Most companies ought to have an IT department. This appears to be an obvious observation. However, it is worth recognizing that, in the memories of more than half the working population of the US, a company department organized solely around information technology was unheard of. The IT department has evolved from a narrowly focused data processing element of the accounting department to a function that supports and, in many cases, drives, nearly every area of the company. This has happened in a mere 40 years. Stand-alone IT departments are a relatively recent development. The number of people working in technology-related jobs grew six times faster between 1983 and 1998 than the US workforce at large. Information technology related industries doubled their share of the US economy between 1977 and 1998. Practically overnight, technology related services have become a global, trillion-dollar industry.
The principle driver behind this remarkable, rapid creation of a vibrant, sophisticated, and enormous industry and the attendant inclusion of a department dedicated to it in every credible company, is the quest for business productivity improvement.
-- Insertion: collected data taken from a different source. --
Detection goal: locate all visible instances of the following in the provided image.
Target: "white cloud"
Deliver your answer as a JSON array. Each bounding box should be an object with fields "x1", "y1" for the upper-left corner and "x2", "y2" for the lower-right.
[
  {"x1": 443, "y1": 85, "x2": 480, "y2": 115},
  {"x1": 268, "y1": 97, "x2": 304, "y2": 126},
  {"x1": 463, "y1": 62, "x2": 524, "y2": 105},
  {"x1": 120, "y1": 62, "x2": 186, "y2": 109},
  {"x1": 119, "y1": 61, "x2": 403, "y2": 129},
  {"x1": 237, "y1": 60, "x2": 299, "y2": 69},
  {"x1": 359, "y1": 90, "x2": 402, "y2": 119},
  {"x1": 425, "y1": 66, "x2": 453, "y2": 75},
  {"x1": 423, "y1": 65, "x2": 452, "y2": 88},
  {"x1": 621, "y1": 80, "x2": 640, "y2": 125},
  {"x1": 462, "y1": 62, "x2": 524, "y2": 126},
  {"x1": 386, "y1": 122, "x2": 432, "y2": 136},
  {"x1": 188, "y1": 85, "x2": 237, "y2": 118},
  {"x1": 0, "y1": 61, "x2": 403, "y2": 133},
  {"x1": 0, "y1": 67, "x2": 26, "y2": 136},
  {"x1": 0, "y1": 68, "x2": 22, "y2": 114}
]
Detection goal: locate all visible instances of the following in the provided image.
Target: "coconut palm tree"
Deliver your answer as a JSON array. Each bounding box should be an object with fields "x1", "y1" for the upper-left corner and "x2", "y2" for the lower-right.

The notion of technology investments as a driver of US business productivity has a controversial history. The benefits of technology investments (and IT departments) were not always so apparent. Productivity growth in the US faltered from the mid-1970s through the early 1990s, in spite of large technology investments from most major US corporations. The disconnect between heavy capital and expense investment and the theoretically associated improvements in productivity led to a so-called productivity paradox. In reaction to the failure of such large investments to produce the expected productivity gains, MIT Nobel Laureate Robert Solow famously remarked in 1987, “You can see the computer age everywhere but in the productivity statistics.” More recent research suggests that the productivity benefits from the deployment of technology have had a massive, albeit delayed, impact on the US and world economy.
A variety of researchers have concluded that investments in IT have been instrumental in the improved productivity seen in the US economy beginning in the mid 1990s. In early 2000, the Federal Reserve gave information technology investments credit for approximately $50 billion in productivity improvement, which represents more than 65% of the total $70 billion in productivity gains seen by businesses in the US in the last half of 1990s.
The Federal Reserve staff report, by Kevin J Stiroh, concluded, “Industry-level data show a broad productivity resurgence that reflects both the production and the use of IT. The most IT-intensive industries experienced significantly larger productivity gains than other industries.” The report went even further, attributing most of the productivity improvement to technology. “Results show that virtually all of the aggregate productivity acceleration can be traced to the industries that either produce IT or use IT most intensively.”
Business 2.0 magazine summarized the turnabout in top economic thinkers viewpoints on the productivity gains from technology, saying that those gains: …materialized in force beginning in 1995. What followed was a five year run in which productivity grew an astonishing 2.8 percent a year, or double the rate of the previous two decades. (The numbers may sound small, but at 2.8 percent, living standards double every 25 years; at 1.4 percent, they double every 50.)